It took a week plus, one to, record Stellar Karts sophomore album (which is conveniently named We can’t Stand Sitting Down) and it was barely a year after their debut. But now Stellar Kart has taken their time to make an album that was of better quality. As a result of that more than a few songs were cut because of Stellar Karts knack for making a few tracks that are a wee to repetitive. What left is a ten track album called Expect the Impossible.

Frontman Adam Agee cut down the amount of punk in their latest to allow for a more ‘80s pop rock style to attract more fans while keeping their old fans as well. It sounds like Stellar Kart has been taking lessons from Hawk Nelson on a couple songs, most prominently on the first and last tracks. The first single, “Jesus loves you” sounds like a cheesy remake of their previous hit “me and Jesus” in an attempt to recreated the success. And while the song did make it into the top five songs it didn’t have the same musical spark or lasting effect that “me and Jesus” had. The album overall, with a few exceptions, struggles with keeping the tune smooth as former albums, the result from making the pop rock a main piece of their music as opposed to the punk. “Innocent” is a fun up beat pop rock beat but it doesn’t sound cutting edge.

Unfortunately most of the songs follow a similar pattern of music which allows a individual song to stand on its own but “sunshine” and “automatic” sound very similar and neither are very compelling. The single “shine like the stars” starts like softly as if preparing for an explosion (funny that “I give up” starts that same way) and it does into the hardest song, but still edgy, on the album, and really the only one that can be called rock. the intro to “eyes” in snappy, and it’s just a prelude to a catchy song that flows very nicely. While the final song “letters” might have been preformed y someone more professional at doing ballads, the song is nice and Stellar Kart showed a lot of passion on it.

The lyrics have never been a source or real complexity for Stellar Kart, as their basic messages more often than not are too cliché. And while Agee says the lyrics are still ‘simple’ and ‘direct’ they do seem to have a little more on their stuff than ‘life is good/ eternal life is better’. While “Innocent” brings up an interesting point (‘I know why the good old days are gone/Cause everyone just tolerates what's wrong’), “Jesus Loves you” isn’t nearly as weak or repetitive as the title suggests. One of the few songs in Christian music that considers prayer, “pray” encourages prayer, plus “i give up” is all about sacrifice for God. Stellar Kart may not be Relient K when it comes to witty writing but there are a few amusing lines like ‘I surrender/ I’m raising my white flag’ (“I give up”) and ‘sure as a Phoenix sun rise/ and the Yanks in the playoffs every year’ (“automatic). Not so many clichés this time around but still there are some weak points like “the right one” and “sunshine” (‘hey you are my sunshine/on a rainy day it will be okay’). “letters” is also a nice addition.

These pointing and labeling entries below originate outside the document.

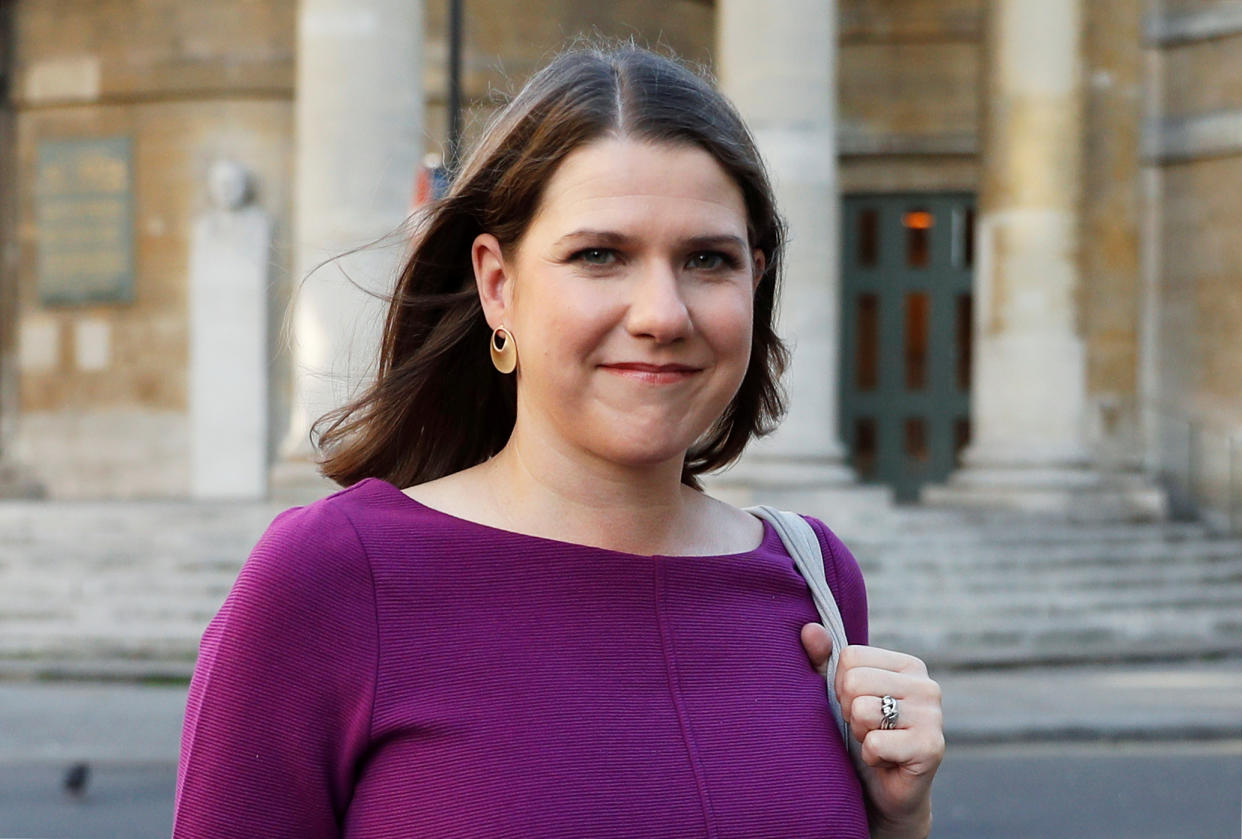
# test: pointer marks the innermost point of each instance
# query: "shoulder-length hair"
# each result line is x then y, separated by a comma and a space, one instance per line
437, 406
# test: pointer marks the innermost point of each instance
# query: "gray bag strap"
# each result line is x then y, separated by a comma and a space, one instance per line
804, 545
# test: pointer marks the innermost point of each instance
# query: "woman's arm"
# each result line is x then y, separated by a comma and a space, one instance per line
899, 762
278, 711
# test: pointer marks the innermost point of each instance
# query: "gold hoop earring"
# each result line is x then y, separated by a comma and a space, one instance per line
504, 350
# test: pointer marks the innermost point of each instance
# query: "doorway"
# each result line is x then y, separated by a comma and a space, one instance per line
907, 314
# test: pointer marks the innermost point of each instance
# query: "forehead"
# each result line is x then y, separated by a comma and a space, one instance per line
625, 181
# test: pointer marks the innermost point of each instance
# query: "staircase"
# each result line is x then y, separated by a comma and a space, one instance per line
964, 590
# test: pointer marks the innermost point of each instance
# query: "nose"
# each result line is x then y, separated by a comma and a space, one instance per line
657, 307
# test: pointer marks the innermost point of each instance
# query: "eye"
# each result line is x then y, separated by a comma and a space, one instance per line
595, 256
711, 261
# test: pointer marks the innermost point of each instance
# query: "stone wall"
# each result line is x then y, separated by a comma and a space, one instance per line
103, 386
909, 94
508, 40
1194, 148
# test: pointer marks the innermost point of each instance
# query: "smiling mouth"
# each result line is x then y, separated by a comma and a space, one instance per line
655, 374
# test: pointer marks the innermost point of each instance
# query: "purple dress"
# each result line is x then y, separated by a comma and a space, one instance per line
383, 669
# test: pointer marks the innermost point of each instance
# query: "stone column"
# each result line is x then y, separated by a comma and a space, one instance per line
359, 140
778, 63
1030, 395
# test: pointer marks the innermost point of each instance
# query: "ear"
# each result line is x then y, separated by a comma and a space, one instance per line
760, 264
493, 278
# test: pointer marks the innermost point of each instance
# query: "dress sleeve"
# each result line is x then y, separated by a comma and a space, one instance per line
280, 705
845, 580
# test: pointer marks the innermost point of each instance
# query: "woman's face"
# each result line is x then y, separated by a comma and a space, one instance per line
630, 299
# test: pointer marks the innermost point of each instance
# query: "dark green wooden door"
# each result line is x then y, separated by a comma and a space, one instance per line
907, 335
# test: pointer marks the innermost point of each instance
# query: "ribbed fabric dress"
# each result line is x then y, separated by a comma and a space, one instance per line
383, 669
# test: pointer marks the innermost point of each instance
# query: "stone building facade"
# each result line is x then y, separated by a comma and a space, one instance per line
1071, 169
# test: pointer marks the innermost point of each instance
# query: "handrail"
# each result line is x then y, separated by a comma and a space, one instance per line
1221, 510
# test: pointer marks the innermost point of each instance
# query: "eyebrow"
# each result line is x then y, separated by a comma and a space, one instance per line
614, 237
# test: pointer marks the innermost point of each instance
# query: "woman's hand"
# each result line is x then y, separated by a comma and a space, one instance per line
899, 762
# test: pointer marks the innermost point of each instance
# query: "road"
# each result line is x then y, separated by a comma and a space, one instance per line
1074, 791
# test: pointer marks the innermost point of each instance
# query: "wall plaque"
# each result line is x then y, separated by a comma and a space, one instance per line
85, 209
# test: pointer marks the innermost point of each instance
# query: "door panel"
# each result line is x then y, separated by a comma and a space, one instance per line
907, 266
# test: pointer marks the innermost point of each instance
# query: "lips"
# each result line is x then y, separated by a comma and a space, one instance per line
657, 374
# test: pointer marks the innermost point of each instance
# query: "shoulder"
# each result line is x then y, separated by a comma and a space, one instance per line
309, 559
845, 578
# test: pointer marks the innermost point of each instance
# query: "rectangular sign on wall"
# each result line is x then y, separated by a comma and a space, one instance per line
85, 211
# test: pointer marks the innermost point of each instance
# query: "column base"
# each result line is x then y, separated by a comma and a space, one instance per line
1076, 494
16, 483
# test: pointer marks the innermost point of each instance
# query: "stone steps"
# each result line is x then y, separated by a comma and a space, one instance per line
960, 592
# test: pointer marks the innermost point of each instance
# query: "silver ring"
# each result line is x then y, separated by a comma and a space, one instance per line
888, 713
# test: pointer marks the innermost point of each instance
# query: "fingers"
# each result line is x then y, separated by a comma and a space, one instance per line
865, 715
917, 750
819, 646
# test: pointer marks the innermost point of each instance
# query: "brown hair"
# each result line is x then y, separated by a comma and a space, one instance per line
437, 406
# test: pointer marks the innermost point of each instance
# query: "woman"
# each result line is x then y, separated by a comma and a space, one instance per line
552, 631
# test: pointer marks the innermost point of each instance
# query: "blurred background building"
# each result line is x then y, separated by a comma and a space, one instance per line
1027, 296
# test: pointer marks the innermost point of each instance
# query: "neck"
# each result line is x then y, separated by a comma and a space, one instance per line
637, 509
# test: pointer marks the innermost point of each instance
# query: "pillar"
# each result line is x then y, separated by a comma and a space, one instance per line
359, 140
1028, 406
778, 63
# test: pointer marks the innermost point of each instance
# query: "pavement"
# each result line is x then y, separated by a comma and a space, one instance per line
127, 722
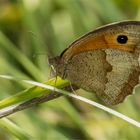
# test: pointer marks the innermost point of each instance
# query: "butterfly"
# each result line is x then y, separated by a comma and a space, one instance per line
104, 61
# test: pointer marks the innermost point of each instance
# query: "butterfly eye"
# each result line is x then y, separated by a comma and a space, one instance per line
122, 39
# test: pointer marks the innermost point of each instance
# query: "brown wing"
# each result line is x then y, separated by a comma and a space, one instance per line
111, 73
123, 77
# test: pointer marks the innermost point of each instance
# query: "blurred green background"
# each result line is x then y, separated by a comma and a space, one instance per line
36, 29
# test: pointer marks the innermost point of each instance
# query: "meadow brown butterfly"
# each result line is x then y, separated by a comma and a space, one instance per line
104, 61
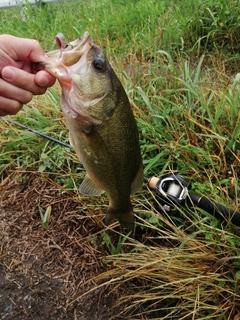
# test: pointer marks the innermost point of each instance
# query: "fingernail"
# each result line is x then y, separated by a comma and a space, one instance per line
8, 73
43, 81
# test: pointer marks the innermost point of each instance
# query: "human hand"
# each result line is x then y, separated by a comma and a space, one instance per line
19, 80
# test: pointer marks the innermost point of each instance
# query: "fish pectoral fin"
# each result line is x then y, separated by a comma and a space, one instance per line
88, 188
138, 180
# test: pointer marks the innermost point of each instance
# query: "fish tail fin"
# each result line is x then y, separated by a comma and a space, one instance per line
125, 218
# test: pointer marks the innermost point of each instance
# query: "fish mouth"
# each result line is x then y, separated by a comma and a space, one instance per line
67, 55
68, 59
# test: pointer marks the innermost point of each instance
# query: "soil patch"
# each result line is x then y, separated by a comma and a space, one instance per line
43, 272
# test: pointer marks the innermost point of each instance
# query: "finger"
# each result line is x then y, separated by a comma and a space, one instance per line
22, 79
9, 107
44, 79
22, 48
10, 91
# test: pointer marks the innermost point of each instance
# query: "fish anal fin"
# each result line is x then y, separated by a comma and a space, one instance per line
138, 180
88, 188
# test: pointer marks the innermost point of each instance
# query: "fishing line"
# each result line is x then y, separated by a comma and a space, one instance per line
171, 190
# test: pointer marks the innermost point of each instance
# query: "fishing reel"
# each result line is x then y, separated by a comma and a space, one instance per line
171, 190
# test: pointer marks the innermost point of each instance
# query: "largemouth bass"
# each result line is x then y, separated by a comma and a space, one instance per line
101, 124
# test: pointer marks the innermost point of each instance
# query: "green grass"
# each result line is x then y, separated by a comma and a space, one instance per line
179, 65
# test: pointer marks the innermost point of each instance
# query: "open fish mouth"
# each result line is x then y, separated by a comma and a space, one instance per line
71, 59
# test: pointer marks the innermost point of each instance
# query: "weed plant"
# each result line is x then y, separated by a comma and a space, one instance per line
178, 63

Agee wanted something for everyone including sounds from Linkin Park and Simple Plan. But that really didn’t bleed through as their quality wasn’t even close to them or their Christian peers like Hawk Nelson, Eleventyseven, or Everyday Sunday. After three albums Stellar Kart should be passed the stage that they have been in for a while now, and while the lyrics are more advanced the music and themes are a little subpar on Expect the Impossible.